Personal information
- Born: November 28, 1956 (age 69)

Sport
- Sport: Track and field

Medal record
Representing Puerto Rico
Central American and Caribbean Games
| Silver medal – second place | 1982 Havana | 4x400m relay |
| Bronze medal – third place | 1982 Havana | 100m |
| Bronze medal – third place | 1982 Havana | 200m |

= Marie Mathieu =

Puerto Rican sprinter

Marie Lande Mathieu (born November 28, 1956) is a Puerto Rican former sprinter who competed at the 1984 Summer Olympics in Los Angeles, reaching the semifinals of the individual 400 meters and anchoring the 4 × 400-meter relay team alongside her younger sister, Evelyn. Mathieu achieved global prominence by capturing multiple sprint sweeps at the World Masters Athletics Championships and setting enduring masters world records in the 400 meters across the W45 (56.15), W50 (57.66), and W55 (1:00.56) age divisions.

== Career ==
She competed in the 400 metres at the 1984 Olympics. Marie qualified for the semi-final round but did not qualify for the finals, finishing seventh in her semi-final race. Later she joined her younger sister Evelyn Mathieu in the 4 × 400 metres relay, Evelyn running the lead off leg and Marie running the anchor leg in the qualifying round. The team qualified for the finals, but did not start.

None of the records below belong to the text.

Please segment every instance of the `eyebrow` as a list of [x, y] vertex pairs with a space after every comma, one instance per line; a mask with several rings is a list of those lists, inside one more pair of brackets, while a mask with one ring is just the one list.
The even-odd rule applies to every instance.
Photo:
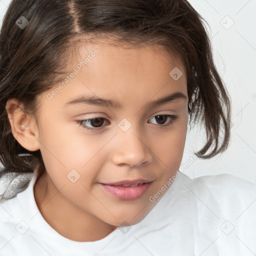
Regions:
[[[150, 101], [146, 104], [146, 108], [155, 108], [164, 103], [172, 102], [175, 100], [186, 100], [188, 98], [180, 92], [174, 92], [164, 96], [163, 98]], [[118, 101], [115, 100], [109, 100], [96, 97], [96, 96], [81, 96], [77, 98], [72, 100], [65, 104], [65, 106], [75, 105], [78, 104], [88, 104], [100, 106], [110, 107], [115, 108], [124, 108], [124, 106]]]

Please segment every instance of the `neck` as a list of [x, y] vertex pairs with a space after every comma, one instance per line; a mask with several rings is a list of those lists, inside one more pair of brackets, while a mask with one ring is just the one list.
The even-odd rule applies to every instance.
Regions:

Marie has continued to run into masters athletics age groups. In 2003, at the home town World Masters Athletics Championships held in Carolina, Puerto Rico, she set the still standing W45 world record in the 400 metres at 56.15. She also won two other sprinting events in the same meet. Four years later, in the same meet, without the home town advantage, she set the current W50 record at 57.66 in Riccione, Italy. Six years later, she again repeated the feat, setting the W55 world record at 1:00.56 at the World Championships in Porto Alegre, Brazil. She competed at the 2010 NACAC Masters Championships, where she set meet record in the 100 metres, 200 metres and 400 metres. She had swept those same three sprinting events at the 2009 World Championships in Lahti, Finland.